At a press conference, he denied it was him in the photo but admitted to wearing blackface during a Michael Jackson skit in 1984, which only seemed to make matters worse. Democratic leaders on both the state and national levels demanded he resign. But Northam insisted he was going to remain in office.



For more than two months, the governor made almost no public appearances (although he was able to work well enough with the General Assembly to pass some significant legislation).

But by April 10, Northam seemed ready to re-enter the public arena and state Democrats appeared ready to welcome him back on the campaign trail. As all 140 seats in both the House of Delegates and state Senate are on the ballot this year, candidates were willing to see if his presence might be helpful.

On Wednesday, he attended a private fundraiser at the Richmond home of Del. Betsy Carr. No protesters were present and the event seems to have gone smoothly.

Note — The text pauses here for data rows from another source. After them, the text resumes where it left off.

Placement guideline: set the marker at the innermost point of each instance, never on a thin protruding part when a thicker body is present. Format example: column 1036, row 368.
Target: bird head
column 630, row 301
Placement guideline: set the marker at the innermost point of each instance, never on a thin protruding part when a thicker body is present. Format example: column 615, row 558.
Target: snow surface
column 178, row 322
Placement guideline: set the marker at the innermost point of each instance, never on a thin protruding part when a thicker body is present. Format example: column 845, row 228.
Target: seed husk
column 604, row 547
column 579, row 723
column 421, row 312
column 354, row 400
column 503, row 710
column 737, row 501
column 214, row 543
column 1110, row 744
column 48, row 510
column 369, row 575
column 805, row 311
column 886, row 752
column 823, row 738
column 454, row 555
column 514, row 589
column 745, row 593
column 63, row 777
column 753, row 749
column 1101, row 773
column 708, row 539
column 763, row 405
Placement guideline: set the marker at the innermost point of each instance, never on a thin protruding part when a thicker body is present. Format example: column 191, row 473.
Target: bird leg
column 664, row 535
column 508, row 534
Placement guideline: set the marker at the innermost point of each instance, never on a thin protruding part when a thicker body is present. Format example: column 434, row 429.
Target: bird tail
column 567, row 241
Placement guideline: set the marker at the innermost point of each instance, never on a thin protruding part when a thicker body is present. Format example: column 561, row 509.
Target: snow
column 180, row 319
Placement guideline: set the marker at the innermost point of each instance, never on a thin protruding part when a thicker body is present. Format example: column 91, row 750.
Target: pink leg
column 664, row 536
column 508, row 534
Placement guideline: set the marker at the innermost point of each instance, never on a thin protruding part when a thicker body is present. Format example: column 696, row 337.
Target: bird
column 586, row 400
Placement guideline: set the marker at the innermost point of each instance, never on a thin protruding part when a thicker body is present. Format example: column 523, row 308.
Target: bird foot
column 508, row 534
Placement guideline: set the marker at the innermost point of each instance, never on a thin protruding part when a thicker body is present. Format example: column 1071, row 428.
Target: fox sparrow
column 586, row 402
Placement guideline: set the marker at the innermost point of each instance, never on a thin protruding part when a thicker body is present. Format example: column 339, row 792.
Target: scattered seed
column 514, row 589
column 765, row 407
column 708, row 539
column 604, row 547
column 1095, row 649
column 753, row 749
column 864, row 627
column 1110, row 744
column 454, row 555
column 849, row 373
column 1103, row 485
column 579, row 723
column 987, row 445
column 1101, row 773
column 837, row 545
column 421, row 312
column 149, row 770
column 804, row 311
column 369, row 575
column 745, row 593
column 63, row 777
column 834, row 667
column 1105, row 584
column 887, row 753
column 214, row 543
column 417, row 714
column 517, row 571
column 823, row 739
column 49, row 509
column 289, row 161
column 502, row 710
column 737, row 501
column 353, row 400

But that wasn’t the case with the April 14 barbecue fundraiser for Fairfax Sen. David Marsden that was held in Burke. About 90 demonstrators from the Fairfax chapter of the NAACP, the Republican Party of Virginia and some pro-life advocates assembled outside the neighborhood’s community center before the event began. Because of that, the governor decided not to attend, citing “safety concerns.” Apparently his concerns now extend to graduations and other public events.

Northam’s spokeswoman, Ofirah Yheskel, told The Washington Post “the governor’s decision to stay away from graduations was not a reversal of that trend [to appear in public again]. He decided weeks ago to skip those ceremonies ‘out of concern he would pull focus from the achievements of graduates and their families.’ ”

While that decision might have some validity to it, we find it very unfair to the schools and students who now must scramble to find new commencement speakers.

And we can’t help but wonder: Is Northam planning to remain a recluse for the rest of his term? Calls for his resignation continue to come from voices on the left and right and protesters are going to continue doing what they do. He isn’t going to be able to avoid that. But to remain inaccessible and out of sight is unfair to his constituents. Perhaps he needs to reconsider his decision to remain in office.